Durch die anhaltende kritische Sicherheitssituation in Israel, hervorgerufen von den fortdauernden Gewalttätigkeiten auf palästinensischer Seite, und verstärkt durch die weltweite Rezession, hat Israels Wirtschaft einen herben Rückschlag hinnehmen müssen. Sie hat etwa NIS 50 Milliarden ($ 10,6 Milliarden Dollar) eingebüsst, das ist NIS 8 Milliarden mehr als der Verteidigungshaushalt, der sich auf NIS 42 Milliarden ($8.9 Milliarden) oder 10 Prozent des Bruttosozialproduktes beläuft.

Wenn sich die Wirtschaft Israels weiterhin so entwickelt hätte wie vor dem Ausbruch der Gewalttätigkeiten im September 2000, würde das Bruttosozialprodukt (GDP) heute 10 % höher liegen. Die Sicherheitslage ist für die Hälfte des Verlustes verantwortlich, wobei externe Faktoren das Wachstum ebenfalls beeinträchtigt haben. Die weltweite Krise im High-Tech-Bereich und die Abschwächung der US-Wirtschaft haben die israelische Wirtschaft mehr als die anderer Länder geschadet, wie das Schatzamt Israels berichtet.

Der renommierte Wirtschaftswissenschaftler Yaakov Sheinin, der Direktor des ‘Wirtschafts-Modells’, sagt: “Israel wirtschaftliche Lage ist heute schlechter als die Europas nach dem 2. Weltkrieg. Sie hat sich seit sieben Jahren in Bezug das Pro-Kopf-Wachstum des Bruttosozialproduktes verschlechtert. Wir befinden uns im sechsten aufeinanderfolgendem Jahr in einer Rezession.”

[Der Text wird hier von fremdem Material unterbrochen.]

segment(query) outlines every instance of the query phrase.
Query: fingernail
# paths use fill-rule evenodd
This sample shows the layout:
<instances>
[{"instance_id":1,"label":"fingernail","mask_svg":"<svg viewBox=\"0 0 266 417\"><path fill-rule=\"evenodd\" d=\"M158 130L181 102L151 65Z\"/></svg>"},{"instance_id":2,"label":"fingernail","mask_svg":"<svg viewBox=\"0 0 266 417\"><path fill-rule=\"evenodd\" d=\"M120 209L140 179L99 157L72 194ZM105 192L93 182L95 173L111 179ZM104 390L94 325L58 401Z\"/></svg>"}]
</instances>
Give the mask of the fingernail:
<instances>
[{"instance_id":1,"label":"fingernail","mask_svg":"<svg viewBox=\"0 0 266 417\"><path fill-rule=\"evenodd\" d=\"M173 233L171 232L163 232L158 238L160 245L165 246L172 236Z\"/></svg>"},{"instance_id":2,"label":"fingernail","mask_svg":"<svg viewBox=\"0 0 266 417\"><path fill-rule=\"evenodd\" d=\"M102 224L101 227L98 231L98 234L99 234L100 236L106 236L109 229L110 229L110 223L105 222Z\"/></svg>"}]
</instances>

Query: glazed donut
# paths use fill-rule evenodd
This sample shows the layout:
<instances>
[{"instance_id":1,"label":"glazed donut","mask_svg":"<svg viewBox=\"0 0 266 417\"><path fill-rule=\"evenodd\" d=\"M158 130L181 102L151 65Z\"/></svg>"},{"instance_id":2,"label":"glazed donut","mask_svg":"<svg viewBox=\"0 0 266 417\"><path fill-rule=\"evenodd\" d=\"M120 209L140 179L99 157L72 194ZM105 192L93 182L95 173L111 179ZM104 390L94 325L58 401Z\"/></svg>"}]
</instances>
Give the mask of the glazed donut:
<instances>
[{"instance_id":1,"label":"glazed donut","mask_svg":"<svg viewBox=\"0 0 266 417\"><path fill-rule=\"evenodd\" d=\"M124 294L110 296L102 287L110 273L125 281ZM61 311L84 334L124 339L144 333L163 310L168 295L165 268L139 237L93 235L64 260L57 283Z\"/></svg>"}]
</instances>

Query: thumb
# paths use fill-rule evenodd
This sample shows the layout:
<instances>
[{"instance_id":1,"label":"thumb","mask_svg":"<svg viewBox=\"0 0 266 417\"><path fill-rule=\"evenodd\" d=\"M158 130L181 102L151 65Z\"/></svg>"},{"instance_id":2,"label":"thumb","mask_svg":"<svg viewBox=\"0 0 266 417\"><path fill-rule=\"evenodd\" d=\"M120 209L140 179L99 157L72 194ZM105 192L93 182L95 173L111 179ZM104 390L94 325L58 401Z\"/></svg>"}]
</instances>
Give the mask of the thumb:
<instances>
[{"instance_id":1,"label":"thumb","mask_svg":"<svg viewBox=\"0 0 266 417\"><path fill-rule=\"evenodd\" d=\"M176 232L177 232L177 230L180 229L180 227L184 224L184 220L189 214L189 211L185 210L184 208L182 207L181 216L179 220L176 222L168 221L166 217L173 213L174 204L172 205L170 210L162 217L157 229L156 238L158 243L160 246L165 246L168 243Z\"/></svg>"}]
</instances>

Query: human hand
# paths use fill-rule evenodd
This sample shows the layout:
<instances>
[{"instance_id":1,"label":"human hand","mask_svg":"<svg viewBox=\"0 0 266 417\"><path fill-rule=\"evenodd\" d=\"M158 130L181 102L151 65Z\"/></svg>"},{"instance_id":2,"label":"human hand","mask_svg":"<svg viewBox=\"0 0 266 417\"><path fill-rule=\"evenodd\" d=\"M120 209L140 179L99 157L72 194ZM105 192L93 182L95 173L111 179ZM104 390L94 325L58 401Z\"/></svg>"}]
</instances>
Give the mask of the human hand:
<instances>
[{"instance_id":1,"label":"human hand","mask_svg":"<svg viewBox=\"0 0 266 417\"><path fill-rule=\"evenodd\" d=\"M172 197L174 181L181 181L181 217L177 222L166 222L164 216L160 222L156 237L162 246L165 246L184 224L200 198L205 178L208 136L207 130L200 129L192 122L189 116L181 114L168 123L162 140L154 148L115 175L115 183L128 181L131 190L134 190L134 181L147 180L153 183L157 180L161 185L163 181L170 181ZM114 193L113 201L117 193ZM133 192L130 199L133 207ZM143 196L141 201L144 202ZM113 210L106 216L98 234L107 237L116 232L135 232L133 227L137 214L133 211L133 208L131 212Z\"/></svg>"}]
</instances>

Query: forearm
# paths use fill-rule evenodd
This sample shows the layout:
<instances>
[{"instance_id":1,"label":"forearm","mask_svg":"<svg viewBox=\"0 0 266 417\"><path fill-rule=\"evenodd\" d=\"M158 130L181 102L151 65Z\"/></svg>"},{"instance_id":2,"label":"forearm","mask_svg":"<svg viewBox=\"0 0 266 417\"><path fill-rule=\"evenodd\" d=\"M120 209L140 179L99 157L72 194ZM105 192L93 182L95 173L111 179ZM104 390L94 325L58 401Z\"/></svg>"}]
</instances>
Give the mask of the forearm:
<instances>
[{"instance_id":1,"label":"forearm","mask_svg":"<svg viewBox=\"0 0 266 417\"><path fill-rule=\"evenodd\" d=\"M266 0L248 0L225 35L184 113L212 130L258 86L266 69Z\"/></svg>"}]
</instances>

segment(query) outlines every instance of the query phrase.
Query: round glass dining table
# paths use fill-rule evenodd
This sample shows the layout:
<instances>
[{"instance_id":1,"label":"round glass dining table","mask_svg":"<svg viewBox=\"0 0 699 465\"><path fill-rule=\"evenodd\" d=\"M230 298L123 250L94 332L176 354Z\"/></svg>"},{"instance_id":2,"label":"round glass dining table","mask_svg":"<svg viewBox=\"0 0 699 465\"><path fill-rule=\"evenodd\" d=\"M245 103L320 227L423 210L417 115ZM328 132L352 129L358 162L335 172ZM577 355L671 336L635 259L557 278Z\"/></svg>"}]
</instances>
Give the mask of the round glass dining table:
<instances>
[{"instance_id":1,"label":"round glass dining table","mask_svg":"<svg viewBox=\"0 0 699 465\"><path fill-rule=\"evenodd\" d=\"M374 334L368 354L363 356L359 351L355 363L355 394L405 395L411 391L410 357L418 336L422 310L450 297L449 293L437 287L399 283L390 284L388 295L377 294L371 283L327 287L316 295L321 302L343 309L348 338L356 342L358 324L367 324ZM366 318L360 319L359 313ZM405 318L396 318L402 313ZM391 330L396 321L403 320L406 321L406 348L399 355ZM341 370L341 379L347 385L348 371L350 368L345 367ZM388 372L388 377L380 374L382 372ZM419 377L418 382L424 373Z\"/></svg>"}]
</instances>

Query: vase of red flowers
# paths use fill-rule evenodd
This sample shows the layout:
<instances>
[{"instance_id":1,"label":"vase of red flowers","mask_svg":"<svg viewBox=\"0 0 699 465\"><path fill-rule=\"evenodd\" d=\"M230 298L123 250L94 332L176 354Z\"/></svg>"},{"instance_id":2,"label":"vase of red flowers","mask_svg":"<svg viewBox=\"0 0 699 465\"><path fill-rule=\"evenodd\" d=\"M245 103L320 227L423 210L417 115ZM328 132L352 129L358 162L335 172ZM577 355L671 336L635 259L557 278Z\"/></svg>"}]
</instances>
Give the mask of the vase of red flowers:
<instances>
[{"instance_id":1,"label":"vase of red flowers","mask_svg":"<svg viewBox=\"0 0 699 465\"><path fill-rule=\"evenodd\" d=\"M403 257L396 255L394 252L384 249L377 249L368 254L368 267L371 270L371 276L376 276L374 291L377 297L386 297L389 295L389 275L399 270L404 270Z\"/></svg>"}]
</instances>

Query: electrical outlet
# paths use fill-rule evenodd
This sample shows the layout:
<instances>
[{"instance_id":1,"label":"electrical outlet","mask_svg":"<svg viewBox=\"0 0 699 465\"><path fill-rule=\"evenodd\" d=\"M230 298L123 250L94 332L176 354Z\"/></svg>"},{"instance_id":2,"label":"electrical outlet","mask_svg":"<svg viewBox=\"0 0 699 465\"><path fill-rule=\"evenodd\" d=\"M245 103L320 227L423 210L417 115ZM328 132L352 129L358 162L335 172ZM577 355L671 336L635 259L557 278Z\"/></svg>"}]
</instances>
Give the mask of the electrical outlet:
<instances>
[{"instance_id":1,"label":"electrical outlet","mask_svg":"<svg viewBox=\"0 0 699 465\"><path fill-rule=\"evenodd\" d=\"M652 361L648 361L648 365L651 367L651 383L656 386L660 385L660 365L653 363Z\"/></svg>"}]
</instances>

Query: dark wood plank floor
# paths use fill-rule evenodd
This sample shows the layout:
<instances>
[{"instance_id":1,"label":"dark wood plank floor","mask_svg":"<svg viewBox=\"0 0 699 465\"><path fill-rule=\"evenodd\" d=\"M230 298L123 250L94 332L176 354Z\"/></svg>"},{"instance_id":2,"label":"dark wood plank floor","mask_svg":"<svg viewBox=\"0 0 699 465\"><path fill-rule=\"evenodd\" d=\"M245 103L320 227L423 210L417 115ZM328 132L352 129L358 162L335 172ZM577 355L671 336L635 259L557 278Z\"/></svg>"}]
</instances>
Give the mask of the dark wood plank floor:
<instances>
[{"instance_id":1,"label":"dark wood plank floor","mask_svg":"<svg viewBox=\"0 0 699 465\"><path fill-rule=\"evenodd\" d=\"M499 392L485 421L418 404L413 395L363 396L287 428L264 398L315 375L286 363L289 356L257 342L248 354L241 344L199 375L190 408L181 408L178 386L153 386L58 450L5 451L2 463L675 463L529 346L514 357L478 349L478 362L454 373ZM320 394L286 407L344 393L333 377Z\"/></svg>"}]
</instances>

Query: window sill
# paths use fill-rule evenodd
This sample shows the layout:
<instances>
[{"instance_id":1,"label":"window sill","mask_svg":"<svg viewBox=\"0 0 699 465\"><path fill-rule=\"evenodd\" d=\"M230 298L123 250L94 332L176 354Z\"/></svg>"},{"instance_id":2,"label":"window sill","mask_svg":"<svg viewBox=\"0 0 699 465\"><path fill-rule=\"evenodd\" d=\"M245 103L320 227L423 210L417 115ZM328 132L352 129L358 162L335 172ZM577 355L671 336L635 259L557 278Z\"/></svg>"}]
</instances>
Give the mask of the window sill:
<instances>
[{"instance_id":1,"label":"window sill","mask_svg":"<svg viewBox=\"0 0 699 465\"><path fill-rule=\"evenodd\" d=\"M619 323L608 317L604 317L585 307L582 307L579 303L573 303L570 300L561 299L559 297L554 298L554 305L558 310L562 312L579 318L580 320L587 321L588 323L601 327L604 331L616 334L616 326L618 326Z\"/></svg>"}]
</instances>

Die ersten Anzeichen einer Erholung? Statistische Angaben, die vom CBS (Zentrales Statistisches Büro Israels) am 23. August veröffentlicht wurden, zeigen, dass sich die Zahl der Arbeitslosen um 0.3% auf 10.3% im zweiten Quartal des Jahres 2002 verringert hat. Der CBS-Bericht verweist auf Anzeichen, dass sich die Rezession verlangsamt hat und die Wirtschaft sich zu stabilisieren beginnt.

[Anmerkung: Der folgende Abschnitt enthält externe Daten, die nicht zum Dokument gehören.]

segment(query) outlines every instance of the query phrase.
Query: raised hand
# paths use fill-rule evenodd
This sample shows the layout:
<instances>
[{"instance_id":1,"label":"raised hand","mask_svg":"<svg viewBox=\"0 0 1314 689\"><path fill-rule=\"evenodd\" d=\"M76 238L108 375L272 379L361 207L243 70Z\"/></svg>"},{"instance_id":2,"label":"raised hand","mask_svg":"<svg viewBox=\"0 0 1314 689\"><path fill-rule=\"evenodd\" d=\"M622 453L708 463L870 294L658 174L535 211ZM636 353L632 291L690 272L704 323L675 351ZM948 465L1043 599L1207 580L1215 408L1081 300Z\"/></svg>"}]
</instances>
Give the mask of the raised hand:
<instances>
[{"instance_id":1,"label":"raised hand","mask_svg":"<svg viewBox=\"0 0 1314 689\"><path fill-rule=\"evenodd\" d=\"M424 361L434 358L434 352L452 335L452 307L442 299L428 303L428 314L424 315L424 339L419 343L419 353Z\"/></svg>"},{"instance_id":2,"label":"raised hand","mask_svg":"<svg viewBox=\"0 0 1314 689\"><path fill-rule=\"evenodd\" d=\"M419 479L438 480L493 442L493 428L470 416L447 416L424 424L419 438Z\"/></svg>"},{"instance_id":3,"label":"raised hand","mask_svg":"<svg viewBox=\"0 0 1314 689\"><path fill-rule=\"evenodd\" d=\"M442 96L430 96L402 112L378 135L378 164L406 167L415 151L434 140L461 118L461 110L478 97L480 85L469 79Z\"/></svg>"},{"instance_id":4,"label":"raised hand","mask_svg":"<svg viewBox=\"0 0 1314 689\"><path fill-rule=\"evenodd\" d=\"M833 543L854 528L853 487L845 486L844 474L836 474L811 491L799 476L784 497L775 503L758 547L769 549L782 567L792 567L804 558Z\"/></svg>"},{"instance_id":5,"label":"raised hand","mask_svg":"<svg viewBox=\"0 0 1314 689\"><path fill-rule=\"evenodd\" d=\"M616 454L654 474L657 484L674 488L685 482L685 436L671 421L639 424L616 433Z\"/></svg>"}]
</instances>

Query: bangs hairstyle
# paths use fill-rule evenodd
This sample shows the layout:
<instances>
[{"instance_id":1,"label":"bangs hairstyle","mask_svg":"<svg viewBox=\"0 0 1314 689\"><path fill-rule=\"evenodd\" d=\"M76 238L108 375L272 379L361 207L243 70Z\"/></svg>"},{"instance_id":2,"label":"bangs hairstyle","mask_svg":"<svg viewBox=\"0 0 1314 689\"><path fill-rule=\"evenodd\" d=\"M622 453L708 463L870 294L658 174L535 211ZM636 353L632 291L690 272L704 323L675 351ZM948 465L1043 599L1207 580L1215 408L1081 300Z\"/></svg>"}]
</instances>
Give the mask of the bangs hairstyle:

Nach der Veröffentlichung des CBS-Berichtes mit den beunruhigenden wirtschaftlichen Zahlen für Juli 2002, sagte der renommierte Wirtschaftswissenschaftler Yaakov Sheinin, Generaldirektor des ‘Wirtschafts-Modells’: “Israels wirtschaftliche Lage ist heute schlechter als die Europas nach dem 2. Weltkrieg. Sie hat sich seit sieben Jahren in bezug auf das Pro-Kopf-Wachstum des Bruttosozialproduktes verschlechtert. Wir befinden uns im sechsten aufeinanderfolgendem Jahr einer Rezession. Die Regierung muss in die Wirtschaft über den Ausbau der Infrastruktur investieren, genauso wie der Marshall-Plan es getan hat, dessen Ziel es war, Europa nach dem Krieg wieder gesunden zu lassen.”

I. Die Zahlen

GDP (Gross Domestic Product=Bruttosozialprodukt)

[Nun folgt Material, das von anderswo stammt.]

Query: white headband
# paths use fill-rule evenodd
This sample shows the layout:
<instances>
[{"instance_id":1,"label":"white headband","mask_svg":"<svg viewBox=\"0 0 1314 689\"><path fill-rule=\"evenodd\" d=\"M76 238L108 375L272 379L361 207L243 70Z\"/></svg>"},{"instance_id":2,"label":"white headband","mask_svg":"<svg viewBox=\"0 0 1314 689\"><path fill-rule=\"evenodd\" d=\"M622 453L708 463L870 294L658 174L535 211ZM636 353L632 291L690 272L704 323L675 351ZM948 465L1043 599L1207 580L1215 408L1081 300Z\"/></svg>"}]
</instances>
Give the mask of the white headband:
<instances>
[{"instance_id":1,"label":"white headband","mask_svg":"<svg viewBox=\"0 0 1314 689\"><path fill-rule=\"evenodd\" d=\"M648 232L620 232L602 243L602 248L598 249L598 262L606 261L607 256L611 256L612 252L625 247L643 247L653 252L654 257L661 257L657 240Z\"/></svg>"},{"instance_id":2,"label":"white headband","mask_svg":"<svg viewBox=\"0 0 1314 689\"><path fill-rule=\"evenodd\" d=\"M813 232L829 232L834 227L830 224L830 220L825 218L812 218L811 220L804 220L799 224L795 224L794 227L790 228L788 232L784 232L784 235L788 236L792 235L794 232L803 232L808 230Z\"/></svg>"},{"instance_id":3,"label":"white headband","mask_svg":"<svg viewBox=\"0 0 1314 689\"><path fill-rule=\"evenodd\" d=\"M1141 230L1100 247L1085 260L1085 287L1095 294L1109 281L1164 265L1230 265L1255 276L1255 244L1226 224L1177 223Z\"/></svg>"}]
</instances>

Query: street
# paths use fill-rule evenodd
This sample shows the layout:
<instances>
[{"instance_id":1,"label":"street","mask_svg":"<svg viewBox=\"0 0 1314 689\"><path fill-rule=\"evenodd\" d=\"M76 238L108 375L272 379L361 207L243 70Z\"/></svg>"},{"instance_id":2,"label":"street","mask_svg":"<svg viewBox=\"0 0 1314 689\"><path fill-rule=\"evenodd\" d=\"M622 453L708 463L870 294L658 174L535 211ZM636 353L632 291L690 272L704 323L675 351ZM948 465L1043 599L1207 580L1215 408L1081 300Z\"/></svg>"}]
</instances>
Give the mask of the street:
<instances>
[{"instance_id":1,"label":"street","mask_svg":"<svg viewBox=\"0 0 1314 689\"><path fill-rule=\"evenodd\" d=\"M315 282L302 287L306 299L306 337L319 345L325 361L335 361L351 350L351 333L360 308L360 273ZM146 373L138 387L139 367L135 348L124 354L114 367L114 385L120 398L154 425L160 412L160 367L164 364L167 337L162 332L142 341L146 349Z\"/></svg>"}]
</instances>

In der ersten Hälfte dieses Jahres, verglichen mit dem gleichen Zeitraum des Vorjahres, fiel Israels Bruttosozialprodukt um 2.9% auf etwa NIS 500 Milliarden ($106 Milliarden Dollar) auf das ganze Jahr hochgerechnet, wie den Angaben des CBS zu entnehmen ist. Nach einem Rekordwachstum des Bruttosozialproduktes um 7.4% im Jahre 2000, musste die Wirtschaft eine Abnahme des GDP um 1.8% in der ersten Hälfte des Jahres 2001 hinnehmen, verglichen mit dem gleichen Zeitraum des Vorjahres sowie einen Rückgang um 5.3% in der zweiten Hälfte des Jahres 2001.

Aktuelle Zahlen deuten auf eine Verlangsamung dieses negativen Trends hin, obwohl sie einen anhaltenden negativen Trend widerspiegeln.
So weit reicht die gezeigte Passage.